UERJ Na Praça #UERJResiste
Professores, alunos e artistas se unem para lutar pela universidade que ameaça fechar os portões
Publicado em 02/2017
Por Victor Belart
A memória na internet costuma ser curta, mas há pouco mais de duas semanas só se falava da UERJ na rede. Em clima de brincadeira, uma série de eventos fakes pipocou no feed de notícias de muita gente anunciando a presença das mais variadas figuras na universidade. Do Brizola ao Neymar, vários personagens da política, cinema, esporte e até da própria educação pública tiveram visitas de mentirinha anunciadas.
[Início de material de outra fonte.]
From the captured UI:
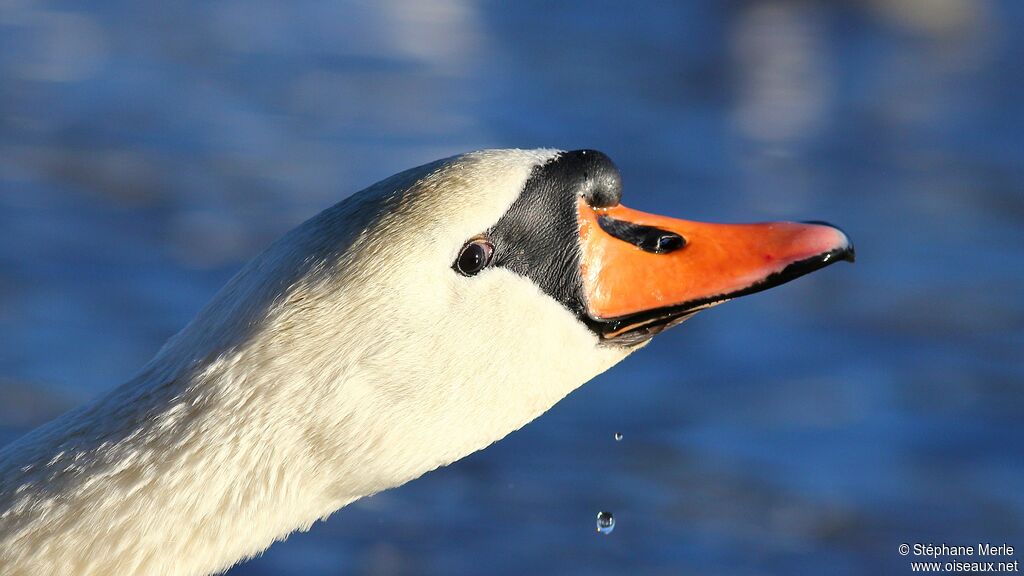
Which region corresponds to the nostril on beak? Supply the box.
[644,233,686,254]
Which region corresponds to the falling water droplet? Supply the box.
[597,511,615,534]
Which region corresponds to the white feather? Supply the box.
[0,151,628,576]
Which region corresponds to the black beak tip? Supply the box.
[801,220,857,263]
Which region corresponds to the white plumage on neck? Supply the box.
[0,151,628,575]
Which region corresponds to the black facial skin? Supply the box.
[485,150,623,323]
[454,150,853,346]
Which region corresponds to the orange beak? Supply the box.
[578,200,854,341]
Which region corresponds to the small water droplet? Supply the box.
[597,511,615,534]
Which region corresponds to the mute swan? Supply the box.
[0,150,853,576]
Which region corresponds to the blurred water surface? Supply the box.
[0,0,1024,576]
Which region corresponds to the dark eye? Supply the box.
[453,238,495,276]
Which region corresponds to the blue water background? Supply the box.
[0,0,1024,576]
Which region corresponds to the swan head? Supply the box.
[0,145,853,574]
[165,150,853,499]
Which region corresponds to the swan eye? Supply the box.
[453,238,495,276]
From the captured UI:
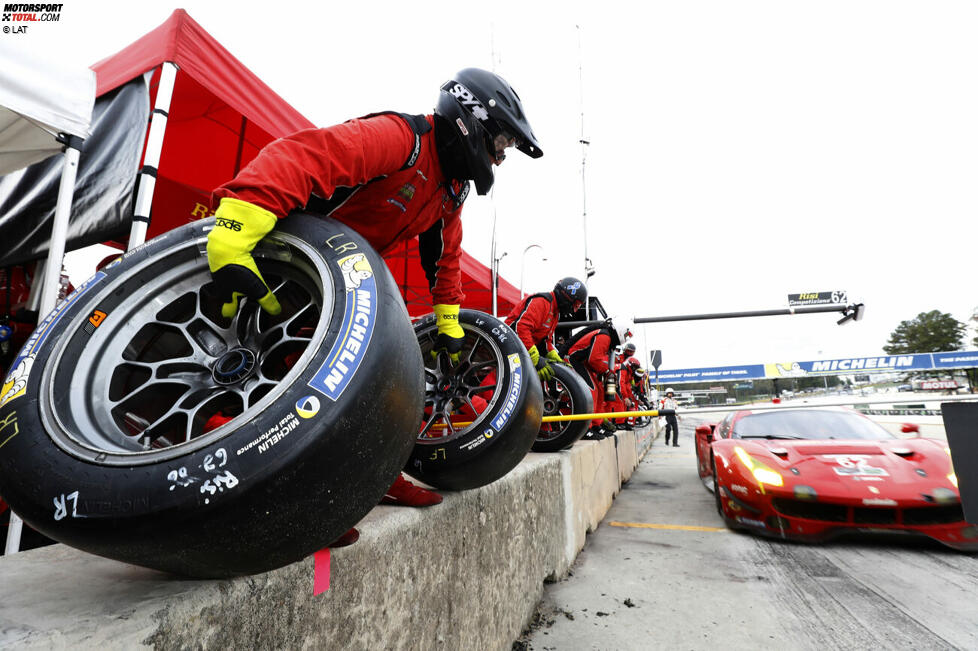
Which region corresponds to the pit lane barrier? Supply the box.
[0,420,661,650]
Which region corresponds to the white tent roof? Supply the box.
[0,39,95,176]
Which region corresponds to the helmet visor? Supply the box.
[486,131,518,165]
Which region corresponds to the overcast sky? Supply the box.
[13,0,978,368]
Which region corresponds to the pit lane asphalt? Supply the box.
[514,418,978,651]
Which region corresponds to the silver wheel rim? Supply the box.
[39,231,333,464]
[418,324,506,444]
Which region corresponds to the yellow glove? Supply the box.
[431,304,465,364]
[537,359,554,382]
[207,197,282,317]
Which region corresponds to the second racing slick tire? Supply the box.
[533,364,594,452]
[0,214,424,578]
[405,310,543,490]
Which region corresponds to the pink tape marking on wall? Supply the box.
[312,547,329,597]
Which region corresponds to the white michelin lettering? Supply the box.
[54,491,79,520]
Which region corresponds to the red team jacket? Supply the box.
[567,329,611,374]
[506,292,560,355]
[214,114,469,305]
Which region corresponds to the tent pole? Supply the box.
[126,61,177,250]
[4,134,84,554]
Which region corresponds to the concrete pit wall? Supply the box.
[0,423,658,649]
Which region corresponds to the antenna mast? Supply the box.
[489,23,505,316]
[575,25,594,287]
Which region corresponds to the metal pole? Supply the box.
[4,134,84,554]
[127,61,177,250]
[520,244,543,301]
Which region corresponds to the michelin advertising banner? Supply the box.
[659,350,978,384]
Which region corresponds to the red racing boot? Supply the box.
[380,475,442,506]
[326,527,360,549]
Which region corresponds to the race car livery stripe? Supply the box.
[0,271,105,407]
[608,522,729,532]
[309,253,377,402]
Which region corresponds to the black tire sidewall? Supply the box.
[532,364,594,452]
[405,310,543,490]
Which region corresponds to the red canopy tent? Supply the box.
[92,9,519,315]
[386,240,520,316]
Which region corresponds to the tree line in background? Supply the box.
[883,307,978,392]
[656,307,978,402]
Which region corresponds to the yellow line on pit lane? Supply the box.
[608,522,729,531]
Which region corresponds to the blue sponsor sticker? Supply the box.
[309,253,377,402]
[0,271,105,407]
[492,354,523,432]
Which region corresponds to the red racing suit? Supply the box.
[214,113,469,305]
[567,328,611,425]
[506,292,560,356]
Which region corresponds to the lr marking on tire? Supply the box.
[0,271,105,407]
[54,491,84,520]
[429,448,446,461]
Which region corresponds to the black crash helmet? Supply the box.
[435,68,543,194]
[554,276,587,316]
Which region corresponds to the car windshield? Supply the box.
[733,410,893,441]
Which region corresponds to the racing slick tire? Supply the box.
[0,214,424,578]
[710,454,740,531]
[404,310,543,490]
[532,364,594,452]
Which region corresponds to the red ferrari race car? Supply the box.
[696,408,978,551]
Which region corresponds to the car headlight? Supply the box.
[734,445,784,490]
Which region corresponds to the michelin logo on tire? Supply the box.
[295,396,320,419]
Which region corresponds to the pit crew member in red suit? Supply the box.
[207,68,543,528]
[506,277,587,381]
[567,322,631,439]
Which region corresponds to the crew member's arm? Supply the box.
[418,208,465,362]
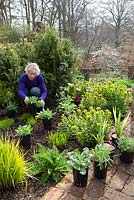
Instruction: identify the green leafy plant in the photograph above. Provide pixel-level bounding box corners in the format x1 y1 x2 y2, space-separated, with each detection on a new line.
91 144 113 169
19 113 32 122
16 125 33 137
32 144 69 182
67 147 92 175
48 132 67 148
92 119 110 144
0 118 14 131
27 116 36 126
0 138 31 189
118 136 134 152
35 108 54 119
36 100 43 108
113 108 130 138
58 95 77 115
7 101 17 111
28 96 39 105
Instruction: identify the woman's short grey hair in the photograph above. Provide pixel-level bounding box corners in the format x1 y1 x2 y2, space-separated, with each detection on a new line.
25 63 40 75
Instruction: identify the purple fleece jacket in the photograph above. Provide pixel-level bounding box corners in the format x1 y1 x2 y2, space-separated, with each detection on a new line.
18 73 47 100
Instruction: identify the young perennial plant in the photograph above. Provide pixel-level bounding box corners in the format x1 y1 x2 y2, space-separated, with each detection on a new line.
16 124 33 137
91 144 113 170
0 138 31 189
113 108 130 138
118 136 134 152
67 147 92 175
48 132 67 148
35 108 55 119
32 144 69 183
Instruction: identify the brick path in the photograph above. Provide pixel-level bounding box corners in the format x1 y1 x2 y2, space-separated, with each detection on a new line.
40 121 134 200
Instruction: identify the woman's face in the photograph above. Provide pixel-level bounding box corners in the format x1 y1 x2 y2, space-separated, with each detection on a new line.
27 70 37 81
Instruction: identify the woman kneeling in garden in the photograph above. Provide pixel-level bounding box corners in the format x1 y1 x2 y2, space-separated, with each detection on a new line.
18 63 47 104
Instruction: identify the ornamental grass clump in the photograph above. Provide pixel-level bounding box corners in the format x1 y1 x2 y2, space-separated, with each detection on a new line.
0 138 30 189
32 144 69 183
76 107 112 148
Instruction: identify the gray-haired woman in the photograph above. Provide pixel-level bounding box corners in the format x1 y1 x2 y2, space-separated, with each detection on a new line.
18 63 47 104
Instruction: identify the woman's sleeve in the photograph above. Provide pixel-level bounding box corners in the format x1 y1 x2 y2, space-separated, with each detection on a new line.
18 77 26 99
39 75 47 100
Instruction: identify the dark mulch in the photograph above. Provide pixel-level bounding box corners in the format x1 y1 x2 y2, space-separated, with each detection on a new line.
0 106 78 200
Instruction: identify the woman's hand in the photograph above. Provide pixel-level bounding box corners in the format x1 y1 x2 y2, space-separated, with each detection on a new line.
24 96 29 105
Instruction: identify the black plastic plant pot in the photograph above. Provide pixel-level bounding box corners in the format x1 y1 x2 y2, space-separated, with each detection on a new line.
104 143 115 160
93 161 107 179
20 134 31 150
120 151 134 163
7 110 16 118
42 118 52 131
28 103 37 116
73 168 88 187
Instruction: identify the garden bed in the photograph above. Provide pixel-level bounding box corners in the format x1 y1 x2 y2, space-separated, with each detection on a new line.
0 107 78 200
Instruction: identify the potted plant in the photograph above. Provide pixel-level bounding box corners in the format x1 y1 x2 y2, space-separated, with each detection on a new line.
7 101 17 118
28 96 39 116
91 144 113 179
16 125 33 150
111 108 130 148
35 108 54 131
48 132 67 150
68 147 92 187
118 136 134 163
36 100 44 112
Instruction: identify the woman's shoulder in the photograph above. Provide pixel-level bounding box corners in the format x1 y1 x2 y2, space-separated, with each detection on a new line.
37 74 44 80
20 73 27 80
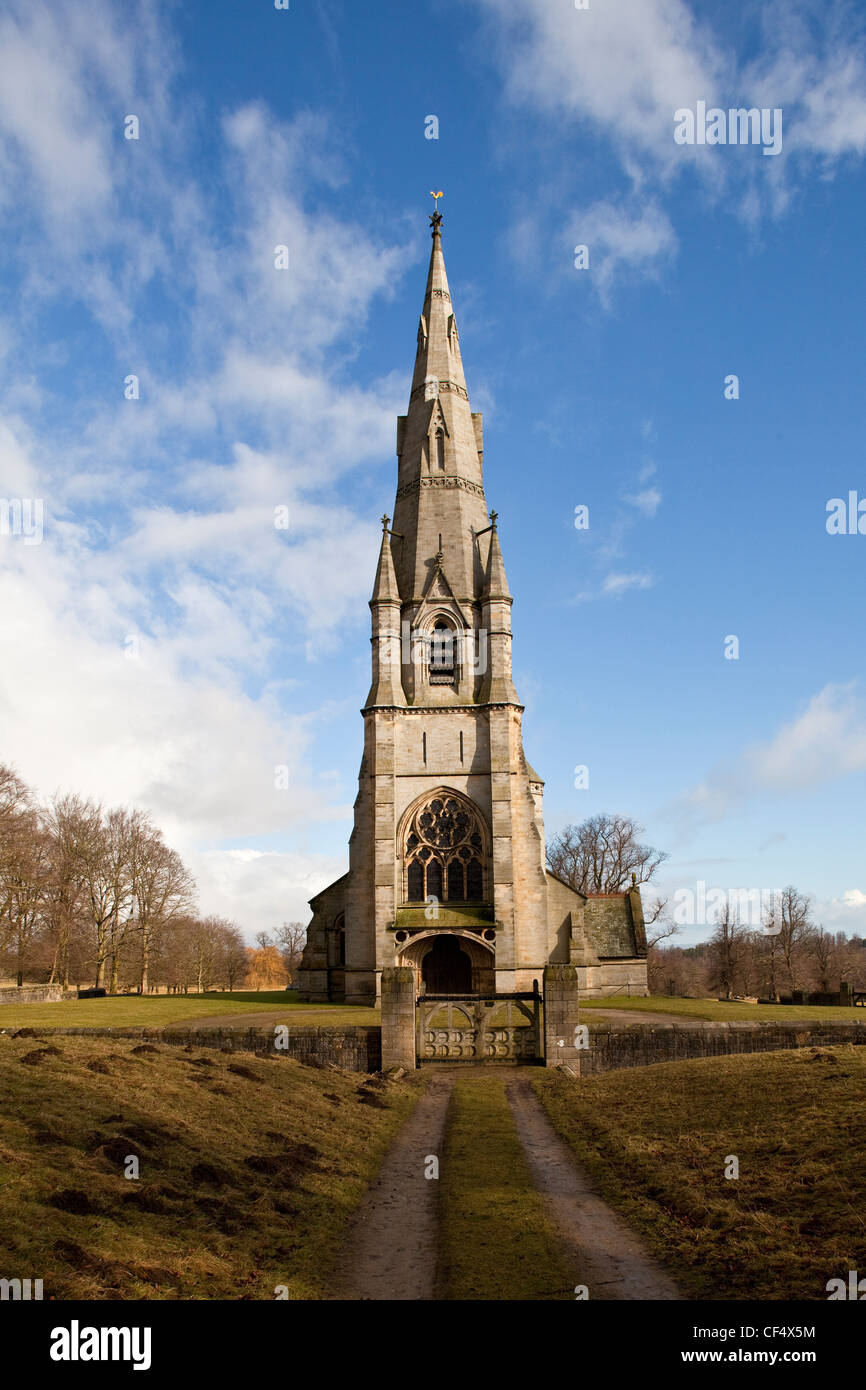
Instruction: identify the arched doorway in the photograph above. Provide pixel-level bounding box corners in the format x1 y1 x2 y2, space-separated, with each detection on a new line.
421 934 473 994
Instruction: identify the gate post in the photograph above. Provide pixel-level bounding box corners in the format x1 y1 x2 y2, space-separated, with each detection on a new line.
544 965 580 1076
382 965 416 1072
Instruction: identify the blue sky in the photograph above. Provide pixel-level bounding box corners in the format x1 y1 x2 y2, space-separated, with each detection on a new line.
0 0 866 941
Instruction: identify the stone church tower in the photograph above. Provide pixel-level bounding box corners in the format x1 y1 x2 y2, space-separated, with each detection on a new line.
299 213 646 1004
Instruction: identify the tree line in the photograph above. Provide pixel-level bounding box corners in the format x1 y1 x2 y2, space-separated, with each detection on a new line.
0 763 304 994
548 815 866 999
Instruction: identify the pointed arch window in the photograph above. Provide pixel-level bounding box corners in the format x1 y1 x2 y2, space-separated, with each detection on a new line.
403 794 487 902
430 617 456 685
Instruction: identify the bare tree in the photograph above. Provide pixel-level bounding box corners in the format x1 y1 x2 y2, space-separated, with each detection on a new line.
133 824 195 994
44 795 88 988
548 815 677 917
0 763 35 947
709 904 746 999
220 922 247 994
777 884 815 990
277 922 307 983
810 927 837 994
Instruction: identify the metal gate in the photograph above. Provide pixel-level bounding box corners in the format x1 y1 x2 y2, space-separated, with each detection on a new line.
416 990 542 1062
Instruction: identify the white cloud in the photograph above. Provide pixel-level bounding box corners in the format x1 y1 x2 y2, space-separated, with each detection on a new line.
626 488 662 517
571 200 677 303
0 0 422 930
602 573 655 598
669 682 866 824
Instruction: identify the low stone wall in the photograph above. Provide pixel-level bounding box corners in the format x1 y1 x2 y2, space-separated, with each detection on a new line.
15 1024 382 1072
0 984 63 1005
580 1011 866 1076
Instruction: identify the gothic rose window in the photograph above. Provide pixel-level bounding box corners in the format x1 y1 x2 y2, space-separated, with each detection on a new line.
403 795 484 902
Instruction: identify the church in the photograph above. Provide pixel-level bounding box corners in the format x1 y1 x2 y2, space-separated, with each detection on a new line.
299 211 648 1005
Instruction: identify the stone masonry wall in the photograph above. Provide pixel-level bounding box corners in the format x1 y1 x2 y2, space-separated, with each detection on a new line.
12 1024 382 1073
0 984 63 1005
580 1013 866 1076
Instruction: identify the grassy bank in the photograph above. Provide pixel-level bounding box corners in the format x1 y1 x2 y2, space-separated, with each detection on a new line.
436 1072 574 1301
532 1047 866 1300
0 990 381 1029
0 1034 421 1300
581 994 866 1027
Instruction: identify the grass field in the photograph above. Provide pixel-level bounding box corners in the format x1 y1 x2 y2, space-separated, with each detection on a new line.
436 1072 574 1302
532 1045 866 1300
0 1034 423 1300
580 994 866 1027
0 990 379 1029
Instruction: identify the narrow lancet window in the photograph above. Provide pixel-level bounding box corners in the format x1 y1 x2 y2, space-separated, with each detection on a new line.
436 430 445 468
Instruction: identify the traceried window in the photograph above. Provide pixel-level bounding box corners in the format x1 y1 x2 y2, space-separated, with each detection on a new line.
430 619 456 685
403 794 485 902
328 912 346 966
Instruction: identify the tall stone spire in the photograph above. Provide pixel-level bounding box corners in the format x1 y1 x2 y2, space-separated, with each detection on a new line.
393 213 488 603
364 517 406 709
481 512 520 705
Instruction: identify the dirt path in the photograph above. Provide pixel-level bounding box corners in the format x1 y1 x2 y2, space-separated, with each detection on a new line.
334 1069 455 1301
332 1065 680 1301
507 1076 680 1301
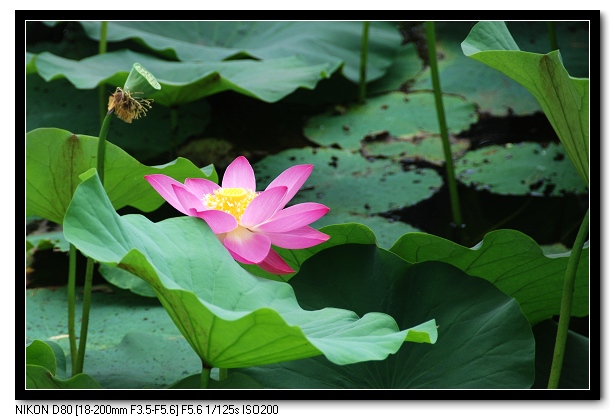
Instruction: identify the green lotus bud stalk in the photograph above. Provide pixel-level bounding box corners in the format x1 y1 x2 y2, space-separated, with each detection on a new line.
107 63 160 123
123 63 160 96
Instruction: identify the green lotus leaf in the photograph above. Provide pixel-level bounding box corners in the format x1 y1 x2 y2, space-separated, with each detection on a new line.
64 172 437 368
254 147 443 244
461 22 589 185
30 50 328 106
391 230 589 325
74 21 401 83
25 288 202 389
455 143 587 197
303 92 478 151
26 74 210 163
26 340 101 389
241 258 535 389
26 128 217 224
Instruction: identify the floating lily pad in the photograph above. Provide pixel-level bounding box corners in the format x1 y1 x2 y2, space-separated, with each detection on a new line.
73 21 401 85
28 50 327 106
303 92 478 150
363 135 471 165
26 340 101 389
26 286 201 389
254 148 442 237
391 230 589 325
26 74 212 160
456 143 587 196
64 174 437 368
26 128 217 224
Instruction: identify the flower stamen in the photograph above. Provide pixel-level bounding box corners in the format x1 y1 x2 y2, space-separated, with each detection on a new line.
203 188 258 222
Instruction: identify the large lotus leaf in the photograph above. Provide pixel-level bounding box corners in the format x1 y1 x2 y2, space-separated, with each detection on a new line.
64 172 437 368
242 223 376 281
26 286 202 389
74 21 401 83
532 320 590 389
30 50 328 106
241 256 534 389
461 22 589 185
303 92 478 150
391 230 589 325
456 143 587 197
254 148 442 231
26 340 101 389
411 21 589 116
26 128 217 224
26 74 210 163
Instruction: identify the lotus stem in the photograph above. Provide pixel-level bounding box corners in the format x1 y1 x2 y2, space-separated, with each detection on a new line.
98 21 109 125
67 244 77 376
547 22 559 51
547 210 589 389
76 258 94 373
425 21 462 228
359 21 369 104
201 362 211 389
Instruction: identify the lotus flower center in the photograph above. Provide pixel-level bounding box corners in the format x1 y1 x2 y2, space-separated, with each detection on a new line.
203 188 258 222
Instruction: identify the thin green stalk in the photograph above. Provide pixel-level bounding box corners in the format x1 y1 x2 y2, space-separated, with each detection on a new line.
425 21 462 227
201 362 211 389
359 22 369 104
96 113 113 185
98 21 109 124
75 258 94 373
68 244 77 376
547 22 559 51
169 106 179 160
73 113 113 375
547 210 589 389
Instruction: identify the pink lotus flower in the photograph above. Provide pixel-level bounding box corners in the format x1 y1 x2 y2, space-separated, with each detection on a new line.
145 156 329 274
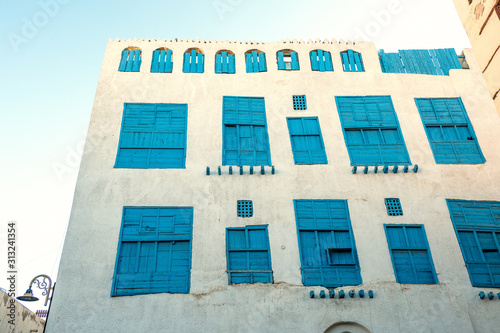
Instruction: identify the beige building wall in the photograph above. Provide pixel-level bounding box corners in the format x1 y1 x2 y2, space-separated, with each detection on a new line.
454 0 500 114
0 290 45 333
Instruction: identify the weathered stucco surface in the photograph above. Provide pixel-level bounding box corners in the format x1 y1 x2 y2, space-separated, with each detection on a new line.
47 40 500 333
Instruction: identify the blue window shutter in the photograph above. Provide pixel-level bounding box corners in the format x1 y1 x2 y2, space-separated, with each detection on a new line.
309 50 319 71
415 98 485 164
227 54 236 74
115 103 187 169
290 52 299 71
215 53 222 73
287 117 328 164
245 53 253 73
384 225 437 284
294 200 362 288
182 52 191 73
111 207 193 296
276 51 286 70
151 50 160 73
258 52 267 72
226 225 273 284
118 50 130 72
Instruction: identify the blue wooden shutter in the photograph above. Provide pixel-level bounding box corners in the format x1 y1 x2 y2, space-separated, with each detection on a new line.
276 51 286 70
309 50 320 71
215 53 222 73
115 103 187 168
385 225 437 284
287 117 328 164
294 200 362 287
226 226 273 284
111 207 193 295
118 50 130 72
290 52 299 71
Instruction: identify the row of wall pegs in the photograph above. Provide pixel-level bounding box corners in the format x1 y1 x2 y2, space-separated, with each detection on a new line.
479 291 500 300
309 289 374 298
205 165 276 176
352 164 418 175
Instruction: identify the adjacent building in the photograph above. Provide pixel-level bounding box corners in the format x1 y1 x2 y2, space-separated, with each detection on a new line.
47 39 500 333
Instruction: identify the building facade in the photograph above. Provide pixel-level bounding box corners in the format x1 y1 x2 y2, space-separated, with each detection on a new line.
454 0 500 114
47 39 500 332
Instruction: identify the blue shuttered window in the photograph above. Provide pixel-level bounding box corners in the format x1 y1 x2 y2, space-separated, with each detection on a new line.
294 200 362 288
222 96 271 166
415 98 485 164
447 199 500 288
286 117 328 164
245 50 267 73
340 49 365 72
309 50 333 72
379 49 462 75
118 47 142 72
111 207 193 296
115 103 187 169
151 48 174 73
182 49 205 73
226 225 273 284
276 50 300 71
384 225 438 284
215 50 236 74
335 96 411 165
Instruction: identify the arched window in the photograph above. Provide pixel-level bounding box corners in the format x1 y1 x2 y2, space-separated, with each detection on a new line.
182 48 205 73
340 49 365 72
215 50 235 74
245 50 267 73
309 49 333 72
151 47 173 73
118 46 142 72
276 50 299 71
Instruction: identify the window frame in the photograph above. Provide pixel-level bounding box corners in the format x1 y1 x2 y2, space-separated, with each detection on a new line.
384 224 439 284
226 224 274 284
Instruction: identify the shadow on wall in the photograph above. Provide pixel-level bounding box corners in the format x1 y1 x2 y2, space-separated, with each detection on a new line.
325 322 370 333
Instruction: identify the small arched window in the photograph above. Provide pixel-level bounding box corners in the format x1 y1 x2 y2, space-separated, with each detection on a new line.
245 50 267 73
276 50 300 71
118 46 142 72
151 47 173 73
215 50 235 74
340 49 365 72
182 48 205 73
309 49 333 72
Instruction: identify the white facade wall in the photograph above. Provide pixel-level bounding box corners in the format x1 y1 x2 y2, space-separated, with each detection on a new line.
47 40 500 332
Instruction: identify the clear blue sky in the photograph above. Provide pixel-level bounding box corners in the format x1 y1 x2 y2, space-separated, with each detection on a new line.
0 0 470 310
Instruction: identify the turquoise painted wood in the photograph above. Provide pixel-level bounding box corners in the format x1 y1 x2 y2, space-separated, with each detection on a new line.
222 96 271 166
415 98 485 164
115 103 187 169
111 207 193 296
446 199 500 288
379 49 462 75
286 117 328 164
335 96 411 166
226 225 273 284
294 200 362 288
384 224 438 284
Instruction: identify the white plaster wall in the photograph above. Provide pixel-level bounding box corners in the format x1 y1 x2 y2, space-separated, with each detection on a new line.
47 40 500 332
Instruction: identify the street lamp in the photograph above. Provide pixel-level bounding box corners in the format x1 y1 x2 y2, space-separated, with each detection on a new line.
17 274 55 306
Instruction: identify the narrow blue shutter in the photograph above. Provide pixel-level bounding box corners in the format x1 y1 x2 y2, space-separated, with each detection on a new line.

Pouca gente que compartilhava a brincadeira sabe, mas a UERJ acabou virando meme num dos piores momentos de sua história. Com atraso de salário dos servidores e terceirizados, aulas adiadas, lixo nos corredores, períodos desajustados há dois anos e administração à mercê de um Estado irresponsável, a universidade corre risco real de fechar suas portas. Foi pensando nisso que um grupo de professores, artistas, alunos e ativistas decidiu usar a visibilidade dos eventos fakes para criar um encontro de verdade para a comunidade fluminense. Na semana passada, na praça ao lado da UERJ, uma tarde/noite de debates, música, artes, sonhos e luta marcou o encontro da universidade com a rua e fez, no mínimo, mais gente entender o que ela representa para além de uma brincadeira bacana na internet.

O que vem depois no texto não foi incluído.